Having big problem with integration work (1st year tertiary level)

[capt. crunch]

I am currently working on revision and the following question came up:
Find the integral of:
\int x^2 \sqrt{x-5}dx

now the way I went about solving this was to let u = x-5 and du = dx so that for the first step i got:
\int x^2 U^1/2 du. I felt wrong right from the get go and had a look at the worked solution and they came up with:
Let u =\sqrt{x-5}
then they got
2\intu^2 (U^2 +5)^2 du
I do not understand where this comes from?

EDIT i figured it out:
u = \sqrt{x-5}
x= u^2+5 therefore x^2 = (u^2+5)^2
dx = 2U du

This gives me all the values who's origins i was unsure of.

 

[capt. crunch]

for a 2nd question:
\intsin^7xcos^3xdx

i worked it down to the following using reduction eqn and also substitution:
= - cos^4x/40 -1/10 sin^6xcos^4x - 3/40 sin^4xcos^4x - 1/20sin^2xcos^4x + c

should I simplify this further and where should i begin if i do?

 

[tiny-tim]

welcome to pf!

hi capt. crunch! welcome to pf!

(have an integral: ∫ and a square-root: √ and try using the X² icon just above the Reply box )
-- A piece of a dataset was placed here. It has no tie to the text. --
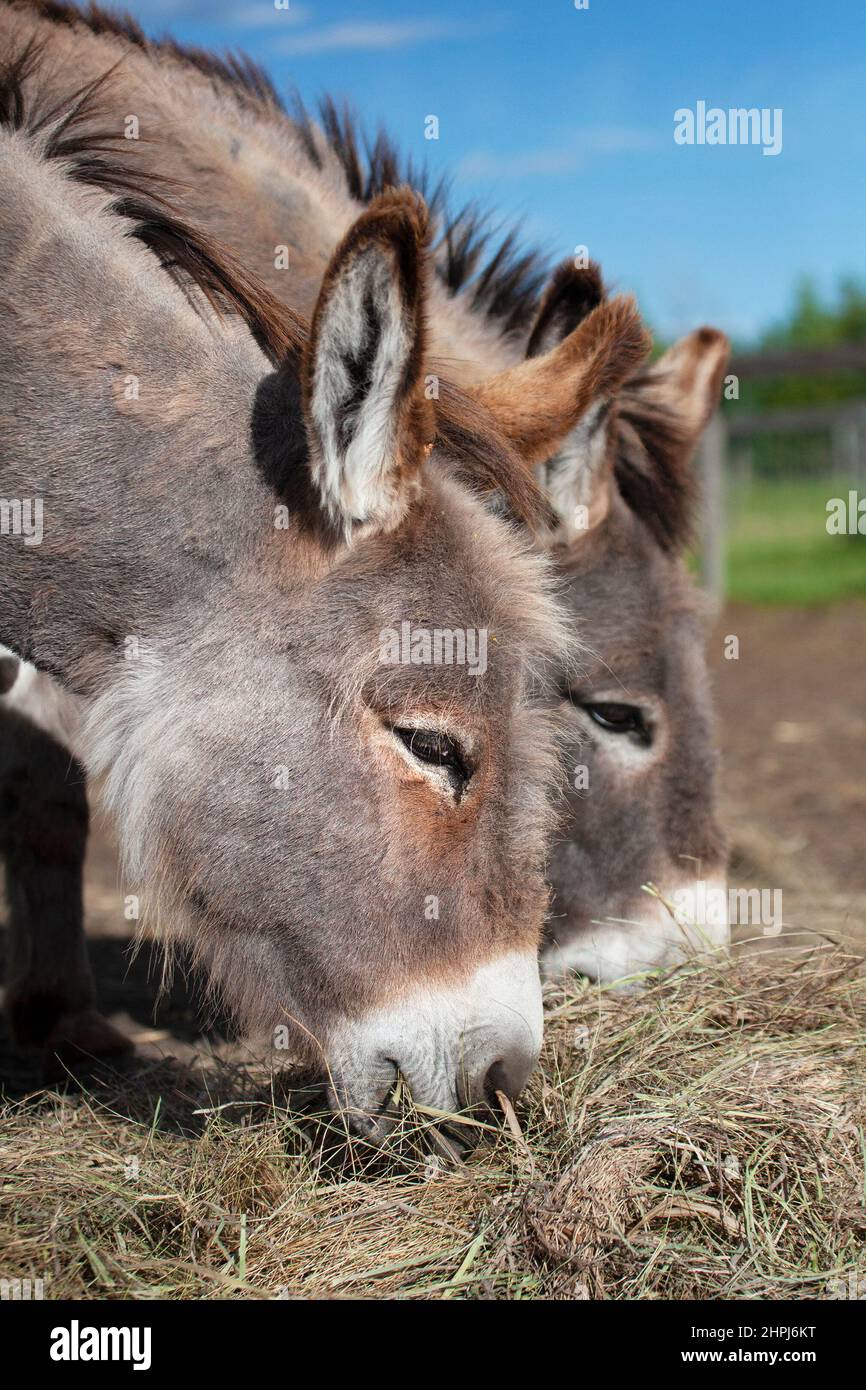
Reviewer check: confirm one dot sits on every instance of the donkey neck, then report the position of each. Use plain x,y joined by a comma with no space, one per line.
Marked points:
127,419
262,196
hint: cos³x = cosx - cosx sin²x

 

[capt. crunch]

hi capt. crunch! welcome to pf!

(have an integral: ∫ and a square-root: √ and try using the X² icon just above the Reply box )

hint: cos³x = cosx - cosx sin²x

Thanks, so if I use what you gave above, how do i treat the sin⁷x? i thought i had to reduce that with the reduction equations?

 

[tiny-tim]

there won't be a sin⁷x

 

[capt. crunch]

i got it... thanks dude you are a hero!